Sleeping in a hall with 300 others, sharing doorless toilets

Undocumented workers in Malaysia face terrible working conditions, are exploited by their bosses, discriminated against by locals, and preyed upon by policemen, says report in The Guardian.



Many undocumented workers in Malaysia come in as legal workers but are forced by exploitative employers and horrible working conditions to flee.

A report in The Guardian of the UK details the suffering of these workers due mainly to exploitative employers, limited healthcare facilities, lack of education facilities for their children, discrimination by locals, and even abuse of power by policemen.

Quoting unnamed NGOs and trade unions, the report says there are more than four million undocumented workers in Malaysia.

Most of them, it says, arrive through legal routes but then “become undocumented to escape dire accommodation, low pay or because employers refuse to renew their work permits”.

The Guardian report quotes an unnamed official at Nepal’s embassy in Kuala Lumpur as saying: “The workers are not illegal – they are made illegal by their employers.”

The report records the experiences of some of these undocumented workers.

Among them is the experience of a worker from Nepal, Sonam Lapcha, who had to put up with putrid, doorless toilets and dirty drinking water, and had to share a hostel hall with 300 other men.

Lapcha, 30, employed by a factory near Kuala Lumpur, told The Guardian: “It was much worse than Nepal. We even had to buy our own beds and bedding.
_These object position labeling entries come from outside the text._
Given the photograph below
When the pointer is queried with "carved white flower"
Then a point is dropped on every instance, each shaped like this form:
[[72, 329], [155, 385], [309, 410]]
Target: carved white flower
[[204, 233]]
The company only gave us a metal frame.”

His shift started at 8am and did not finish until 10 or 11 at night. Often, as he and fellow workers walked back from work, they were accosted by locals, and regularly beaten and robbed.

Worse, the company didn’t pay him what he had been promised. Eventually, Lapcha fled the factory in search of a better job.

In detailing the problems faced by undocumented workers, the report says employers take advantage of them, playing on their fear of the authorities.

Also, those with school-aged children cannot send them to government public schools. Hospitals, too, the report says, are “out of reach for undocumented workers”.

It quotes one worker, who had contracted dengue, as saying he was turned away from a government hospital because he had no passport. The passport was with his previous employer.

The report says the exclusion of undocumented workers from public services reflects wider discrimination against migrants.

It quotes the International Labour Organisation as stating in a recent report: “Scapegoating of migrants, regardless of the realities, has contributed to an environment where exploitation and abuse are sometimes viewed as acceptable.”

The migrant workers also say they fear going out alone or in small groups as they could be assaulted or robbed.

A migrant who has lived in Malaysia for eight years and runs a restaurant in Kuala Lumpur is quoted as saying:“People don’t behave nicely nowadays. They think we come here to take their food, their money, their place. They treat you like a second-class person. It really hurts me.”

The report says migrants, especially those who are undocumented, are also afraid of the police, whom one worker described as “robbers in a uniform”.
The report detailed how one Cambodian worker, Vani, became tense upon seeing a policeman on a motorcycle.
He told The Guardian: “I’m very nervous when I see the police. You have to walk slowly and not show that you are afraid.” He had been picked up four times by the police, and each time he had to pay them a hefty “fine”.

The report quotes Migration Working Group Malaysia coordinator Sumitha Shaanthinni Kishna as saying Vani and millions of other migrant workers are caught up in a system that is arbitrary and indifferent.

“The informal sector is thriving; locals don’t want to do this work and the cost of recruiting documented workers is unaffordable to some employers.

“There is very little political will to deal with the problem. As long as someone is making money out of migrants, the exploitation will not stop,” Sumitha is quoted as saying by The Guardian.